# Final Project: House Price Prediction
## Corpus Christi Team
### Step 2 (Merge the Data)

#### Import requested libraries

In [2]:
import pandas as pd
import warnings
import glob
import os
import time
from time import sleep
from tqdm import tqdm

warnings.filterwarnings('ignore')
pd.set_option('display.max_columns', None)

#### Input Data

In [3]:
data_path = "../01_Get_Data_w_Property_Details/data/*.csv"
listing = glob.glob(data_path)

#### Define Search Criteria Variables

In [4]:
# Variables
city = "Houston"
state = "TX"
location = city + ", " + state
homeType = "Houses"

#### Output Data

In [5]:
# Create output directory if it does not exist
os.makedirs('./data/', exist_ok=True)

# Output file name
year, month, day, hour, min = map(int, time.strftime("%Y %m %d %H %M").split())
time_stamp = f'{year}_{month}_{day}_{hour}_{min}'
out_name = f"data_{city}_{state}_{homeType}_merged_{time_stamp}.csv"

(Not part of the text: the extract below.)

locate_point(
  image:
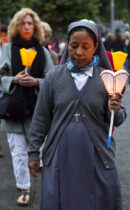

#### Merge the Data Frames

In [6]:
cnames = ['Page', 'Item', 'zid', 'State', 'City', 'Address', 'Lat', 'Lng', 'Price', 'Image', 'Bedrooms', 'Bathrooms', 'lotArea', 'constructedArea', 'zipCode', 'CountyId', 'taxRate', 'hasGarage', 'hasPool', 'hasCooling', 'hasView', 'yearBuilt', 'stories', 'parkingSpaces', 'annualHOI', 'annualHOA', 'Zone', 'schoolElemRating', 'schoolElemDist', 'schoolMidRating', 'schoolMidDist', 'schoolHighRating', 'schoolHighDist', 'priceIncreased', 'priceDiff', 'days']
df_merged = pd.DataFrame(columns=cnames)

def merge_data(csv):
    global df_merged
    df = pd.read_csv(csv)
    df_merged = df_merged.append(df, ignore_index=True)
    del(df)

pbar = tqdm(listing[:len(listing)])
for i in pbar:
    sleep(0.5)
    pbar.set_description(f'Processing file {i}')
    csv = i
    merge_data(csv)

Processing file ../01_Get_Data_w_Property_Details/data\data_Houston_TX_Houses_p9_price_700001_900000.csv: 100%


#### Remove duplicated rows

In [7]:
# Remove Duplicated rows
numRows = len(df_merged)
numCols = len(df_merged.columns)
print(f'rows x cols: {numRows} x {numCols} (raw input data)')

# Remove duplicated rows
df_merged = df_merged.drop_duplicates(subset='zid', keep="first")
numRows = len(df_merged)
numCols = len(df_merged.columns)
print(f'rows x cols: {numRows} x {numCols} (removed duplicated rows)')

rows x cols: 7575 x 36 (raw input data)
rows x cols: 4501 x 36 (removed duplicated rows)


#### Save the data

In [10]:
# Sort by id (smallest to largest)
df_merged = df_merged.sort_values(by=['zid'])

# Save the merged DF to a csv file
df_merged.to_csv(f'./data/{out_name}', index=False)